The way in which the working classes are derided is through their patterns of consumption, a sneaky way to insult the less fortunate without seeming to be an arsehole.
Thus the BBC tried to suggest that the term Chav was not about class, but how people behave and what they buy (well, um what actually is class if not patterns of behaviour and consumption?) when the fabian society rightly decreed it an insulting term this week.
Yeah people, you are ok, but only if you buy what we buy, and do what do what we tell you.
This becomes complicated because certain things actually are just shit, like the Sun and big action films etc. I don't think it is in any way classist for me to say 'that's rubbish' because ultimately Coronation street, big blockbusters and everything that is targeted at a working class populace is not ultimately created by the working classes. These elements of consumption also do their bit to re-enforce gender roles, racial stereotypes and ultimately keep poor people poor. This happens in a variety of ways, from the high street clothes which are sewn for next to nothing in the developing world, to the movies that re-enforce individualism and sell unattainable dreams.

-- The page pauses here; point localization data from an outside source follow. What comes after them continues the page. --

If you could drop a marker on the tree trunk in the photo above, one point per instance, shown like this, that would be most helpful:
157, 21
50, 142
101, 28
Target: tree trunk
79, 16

An example being Kung Fu panda. I saw this at work the other day. It was a pile of crap- but it didn't need to be. The graphics were stunning, and the concept wasn't completely appaling. Jack Black in panda form gets told that he is the dragon of destiny warrior or something, and has to battle a scary tiger, who the chief master trained and who subsequently turned to evil. So far, so Star Wars.
(SPOILER coming.. I really don't want to ruin this movie for anybody, Dreamworks have done that themselves...)
In the end Jack Panda trains hard, realises his inner potential and kills the tiger dude. Now it would have been so so much better if Panda character had just used his warmth and compassion to win tiger back into a loving relationship with his adoptive father. If he realised that there was no need to train hard to beat people up as ultimately the human spirit is more important. But no - fat Panda somehow manages to be a Kung Fu god, rather than using what he has ( in this case, humour and cooking ability) to make a difference. Ie poor person could miraculously become rich if only they tried hard enough , rather than realising this not to be the case, and making things better in their own reality. It's also significant that Fat Panda only gets glory by being violent to others, there we go - capitalism is a violent system. Kung Fu Panda proves it.
It was yet another example of the ' fat sloppy white guy gets glory anyway despite the fact that others are in a better position to succeed' sort of movie, which has the stupid 'anyone can do anything' message.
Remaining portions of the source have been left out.